Listen to Debra Sheets’ interview with CFAX 1070.
Watch the CHEK News profile on the CLSA Victoria site.
Researchers from the University of Victoria’s Centre on Aging will oversee data collected every three years from 3,000 Victoria residents aged 45-85 who will be randomly selected and invited to participate through home interviews and physical assessments. The UVic site is also home to a computer-assisted telephone interviewing centre that will collect information from another 2,500 B.C. participants by phone.
“The scope of this ambitious study is unprecedented and the timing is perfect since the numbers of older adults will double over the next two decades,” says Debra Sheets, an associate professor in UVic’s School of Nursing and the Centre on Aging’s CLSA site co-lead investigator in Victoria. “The CLSA will provide data that will help us better understand the factors that shape health and quality of life as people age.”
The CLSA is a 20-year collaborative project involving 11 data collection sites at universities and research institutes across Canada.
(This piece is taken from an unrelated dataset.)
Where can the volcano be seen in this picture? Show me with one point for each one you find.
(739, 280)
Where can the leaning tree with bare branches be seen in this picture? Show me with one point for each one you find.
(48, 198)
To date, more than 21,000 participants have been recruited, with the goal of 50,000 by 2015.
Media and the public are invited to an open house at the data collection site from 2-5 p.m. Thursday, Feb. 28 at the hospital, 63 Gorge Road East, 4th floor boardroom. The event will include tours of the clinic, as well as demonstrations of the state-of-the-art equipment and assessment tools.
The Canada Foundation for Innovation (CFI) and Canadian Institutes for Health Research (CIHR) are funding the study, with additional support from provincial governments, affiliated universities and research institutions, and the Vancouver Island Health Authority in B.C.